Perhaps it’s an odd thing to be reminded of John Ford’s masterpiece How Green Was My Valley when considering this story, but I see them as birds of a feather, no matter if the plight of Welsh coal miners couldn’t be further from the subject matter of Chu’s film. Both, to appropriate Flaubert, are sentimental educations, though In the Heights isn’t a bildungsroman in the traditional sense, given that Usnavi’s nearly 30 at the start of the movie. But both are elegiac tributes to places the main characters either know or believe that they will be leaving, cultures and times and places that they know they’ll never be able to return to, even if they wanted to. Both characters lose someone dear to them and find themselves fully unmoored from the place that they consider a home in their absence. Chu, ultimately, concedes and refuses to let his film end on a massive downer, unlike Ford, whose tenderly crafted ode to the kind of innocence whose absence is only felt when it’s lost and doesn’t care if it’ll ruin your afternoon in the process. Yet it should be acknowledged their endings have different goals, with the characters in Ford’s film finding alienation and tragedy in their community, and Chu’s finding salvation in theirs instead, but the point remains: there’s a mournful melancholy underwriting each scene of joy, the sensation of sand dripping out of an hourglass containing the memories you treasure the most.

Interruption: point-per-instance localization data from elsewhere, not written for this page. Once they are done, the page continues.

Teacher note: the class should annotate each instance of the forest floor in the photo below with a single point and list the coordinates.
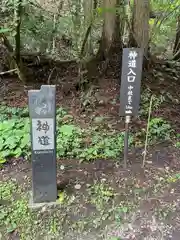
(101, 200)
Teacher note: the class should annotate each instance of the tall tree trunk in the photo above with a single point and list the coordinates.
(176, 50)
(111, 29)
(20, 68)
(88, 19)
(139, 37)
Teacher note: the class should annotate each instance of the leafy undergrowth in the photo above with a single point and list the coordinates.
(73, 141)
(103, 210)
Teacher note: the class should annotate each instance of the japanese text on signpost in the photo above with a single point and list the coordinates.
(130, 81)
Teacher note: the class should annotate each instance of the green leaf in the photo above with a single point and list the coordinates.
(5, 30)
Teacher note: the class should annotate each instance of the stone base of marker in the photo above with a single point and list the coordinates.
(32, 205)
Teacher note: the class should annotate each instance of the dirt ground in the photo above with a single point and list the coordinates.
(101, 199)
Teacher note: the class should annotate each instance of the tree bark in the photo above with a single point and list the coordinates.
(176, 50)
(139, 37)
(111, 34)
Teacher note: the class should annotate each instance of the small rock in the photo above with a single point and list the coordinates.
(77, 186)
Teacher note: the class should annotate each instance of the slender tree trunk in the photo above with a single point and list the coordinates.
(111, 34)
(139, 37)
(20, 68)
(176, 50)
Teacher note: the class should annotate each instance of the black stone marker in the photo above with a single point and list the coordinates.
(42, 109)
(130, 89)
(131, 81)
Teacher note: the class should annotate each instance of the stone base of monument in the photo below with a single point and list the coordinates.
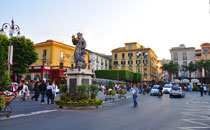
(78, 77)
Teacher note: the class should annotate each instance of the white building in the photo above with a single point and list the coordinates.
(183, 56)
(98, 61)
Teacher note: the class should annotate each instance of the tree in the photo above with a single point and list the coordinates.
(24, 54)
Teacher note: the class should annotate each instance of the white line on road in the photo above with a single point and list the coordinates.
(24, 115)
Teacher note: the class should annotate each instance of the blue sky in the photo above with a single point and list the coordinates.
(108, 24)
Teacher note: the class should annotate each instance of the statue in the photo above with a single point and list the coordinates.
(80, 52)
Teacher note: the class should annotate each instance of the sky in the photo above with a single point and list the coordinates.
(108, 24)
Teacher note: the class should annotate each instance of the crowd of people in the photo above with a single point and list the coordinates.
(23, 88)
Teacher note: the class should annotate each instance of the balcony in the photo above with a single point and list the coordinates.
(62, 58)
(44, 58)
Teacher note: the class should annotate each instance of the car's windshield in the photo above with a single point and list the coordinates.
(167, 86)
(176, 88)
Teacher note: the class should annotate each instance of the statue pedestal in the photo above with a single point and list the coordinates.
(78, 77)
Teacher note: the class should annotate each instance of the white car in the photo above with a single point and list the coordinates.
(155, 90)
(167, 88)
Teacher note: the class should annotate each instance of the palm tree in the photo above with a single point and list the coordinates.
(171, 68)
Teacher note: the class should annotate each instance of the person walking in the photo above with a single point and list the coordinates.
(50, 93)
(201, 90)
(204, 89)
(42, 90)
(36, 91)
(135, 95)
(24, 91)
(55, 87)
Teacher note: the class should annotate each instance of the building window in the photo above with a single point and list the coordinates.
(130, 47)
(61, 65)
(184, 56)
(115, 56)
(138, 62)
(175, 56)
(130, 55)
(115, 63)
(44, 55)
(62, 55)
(123, 56)
(123, 63)
(130, 63)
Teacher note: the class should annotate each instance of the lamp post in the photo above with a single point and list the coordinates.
(141, 60)
(12, 28)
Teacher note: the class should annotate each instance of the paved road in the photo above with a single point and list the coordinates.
(153, 113)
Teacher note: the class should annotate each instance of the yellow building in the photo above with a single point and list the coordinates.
(53, 60)
(126, 58)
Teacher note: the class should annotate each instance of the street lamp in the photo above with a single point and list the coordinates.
(141, 60)
(12, 28)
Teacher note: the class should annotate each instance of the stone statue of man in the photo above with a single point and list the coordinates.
(80, 52)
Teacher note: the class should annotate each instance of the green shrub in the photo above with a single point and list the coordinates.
(122, 92)
(113, 93)
(5, 81)
(81, 92)
(93, 91)
(122, 86)
(195, 88)
(110, 85)
(63, 88)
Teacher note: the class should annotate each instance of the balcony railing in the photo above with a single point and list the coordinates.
(62, 58)
(43, 57)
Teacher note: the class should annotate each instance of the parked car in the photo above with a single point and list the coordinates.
(176, 91)
(155, 90)
(167, 88)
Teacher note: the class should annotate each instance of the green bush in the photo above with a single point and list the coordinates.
(5, 81)
(63, 88)
(113, 93)
(122, 92)
(122, 86)
(93, 91)
(110, 85)
(82, 92)
(195, 88)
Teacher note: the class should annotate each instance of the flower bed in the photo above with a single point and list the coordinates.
(80, 105)
(5, 98)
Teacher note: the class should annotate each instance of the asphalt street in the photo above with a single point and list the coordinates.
(153, 113)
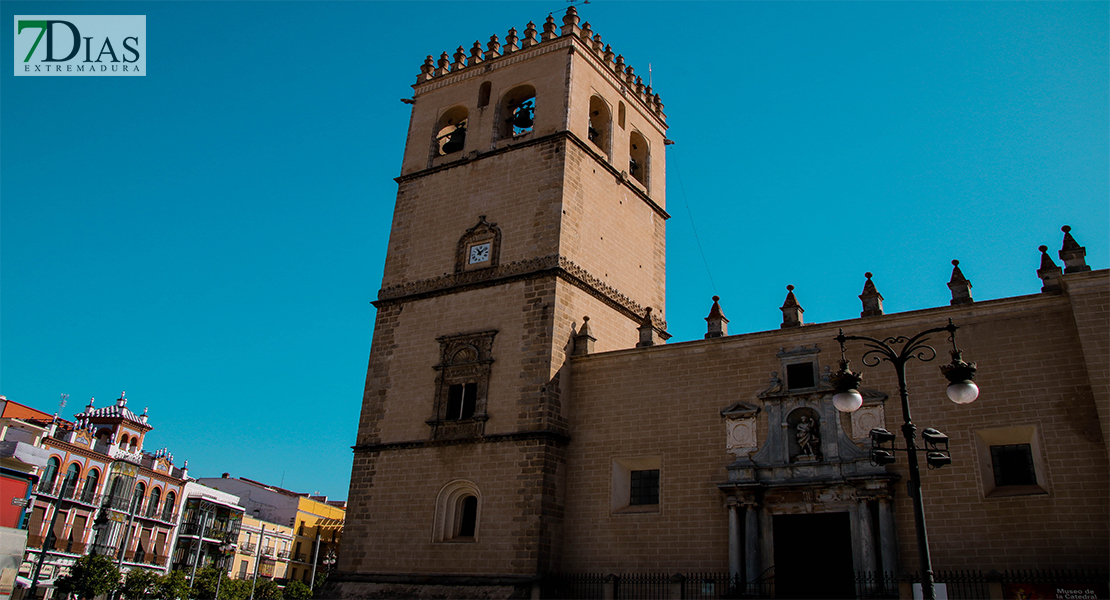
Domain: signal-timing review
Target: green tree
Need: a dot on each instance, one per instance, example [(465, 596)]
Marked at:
[(296, 590), (140, 583), (265, 589), (91, 576), (172, 586)]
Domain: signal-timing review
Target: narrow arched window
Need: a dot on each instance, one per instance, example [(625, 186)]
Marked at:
[(457, 512), (517, 111), (601, 123), (155, 497), (451, 131), (484, 94), (69, 485), (638, 158), (168, 509), (50, 475), (90, 486)]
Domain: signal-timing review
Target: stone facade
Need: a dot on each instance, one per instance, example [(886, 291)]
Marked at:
[(501, 443)]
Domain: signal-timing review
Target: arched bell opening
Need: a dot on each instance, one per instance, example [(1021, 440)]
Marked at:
[(451, 131), (517, 112), (601, 124)]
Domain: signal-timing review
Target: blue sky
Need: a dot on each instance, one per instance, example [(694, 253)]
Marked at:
[(209, 236)]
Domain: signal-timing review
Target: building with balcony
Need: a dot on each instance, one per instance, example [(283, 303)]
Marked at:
[(263, 549), (100, 491), (316, 522), (21, 459)]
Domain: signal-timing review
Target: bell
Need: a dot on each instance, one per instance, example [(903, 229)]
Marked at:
[(522, 117)]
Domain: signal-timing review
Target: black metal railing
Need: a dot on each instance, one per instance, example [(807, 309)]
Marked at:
[(958, 583)]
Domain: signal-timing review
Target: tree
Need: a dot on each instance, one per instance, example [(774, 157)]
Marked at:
[(91, 576), (172, 586), (140, 583), (296, 590)]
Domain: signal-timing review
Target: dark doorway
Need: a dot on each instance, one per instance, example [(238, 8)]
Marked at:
[(813, 556)]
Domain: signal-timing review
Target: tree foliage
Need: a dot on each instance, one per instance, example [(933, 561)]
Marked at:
[(172, 586), (140, 583), (91, 576), (296, 590)]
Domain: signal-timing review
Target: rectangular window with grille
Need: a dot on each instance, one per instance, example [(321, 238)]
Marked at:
[(644, 488), (1013, 465)]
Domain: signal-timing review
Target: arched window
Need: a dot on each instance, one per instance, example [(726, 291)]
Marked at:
[(155, 496), (90, 486), (451, 131), (639, 158), (457, 514), (601, 123), (69, 485), (168, 509), (137, 497), (517, 112), (484, 94), (50, 475)]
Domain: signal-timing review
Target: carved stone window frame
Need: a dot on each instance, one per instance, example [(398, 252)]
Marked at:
[(483, 232), (464, 358)]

In a way, In the Heights is a celebration of the fact that those memories can be made at all with friends and the community in the place that you call home; that a place like Washington Heights can exist for each of us no matter which zip code we live in. And after a year and a half of feeling its absence, which was experienced by some in large ways and others in very small, given how inequitably our current situation treated people of different wealth and social strata, it is genuinely nice to be reminded of unabashed small joys. A conversation between friends at a bodega, a day at the pool, a hot night in a bouncing club, playing games with your loved ones, falling in love: These are the things you’ll mourn the most later on when the time has come and your life has changed, the ephemera of community lingering in the air like cold air, full of condensation, emanating from an open freezer door. How hot was your block.